I'm trying to show that $\sum_{n=1}^{\infty} \frac{n!}{2^n}$ diverges. Now I know that for any fixed number $k$
$$\lim_{n\rightarrow \infty} \frac{k^n}{n!}=0$$
Does the following statement hold: $$\lim_{n\rightarrow \infty} \frac{k^n}{n!}=0 \Longrightarrow \lim_{n\rightarrow \infty} \frac{n!}{k^n} = \infty$$?
If it does(or doesn't) how do I go about proving or disproving the general case: $$\lim_{n\rightarrow \infty} \frac{a}{b}=0 \ \ \Longrightarrow^?\ \ \lim_{n\rightarrow \infty} \frac{b}{a} = \infty$$ provided $a \neq 0$ and $b \neq 0?$
I found how to show $\lim_{n\rightarrow \infty} \frac{n!}{k^n} = \infty$ so no need to show that. Please and thank you.
Let's assume that $a_k$ is a positive sequence.

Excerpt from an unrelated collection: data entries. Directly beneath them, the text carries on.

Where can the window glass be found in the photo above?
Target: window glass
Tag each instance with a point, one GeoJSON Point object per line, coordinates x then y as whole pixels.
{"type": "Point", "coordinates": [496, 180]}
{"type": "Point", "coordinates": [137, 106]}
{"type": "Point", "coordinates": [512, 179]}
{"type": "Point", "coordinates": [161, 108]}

For convergence of $a_k$ to 0 you need to show for every $\varepsilon>0$ that there is a N such that $a_k<\varepsilon$ for all $k>N$. What does $a_k<\varepsilon$ tell you about $\frac{1}{a_k}$ (for every $k>N$)? That should help you to show convergence to $+\infty$.
But for general sequence, you can have convergence to 0 from below, you would not expect convergence to $+\infty$. For alternating signs you would'nt expect convergence to either $+\infty$ or $-\infty$.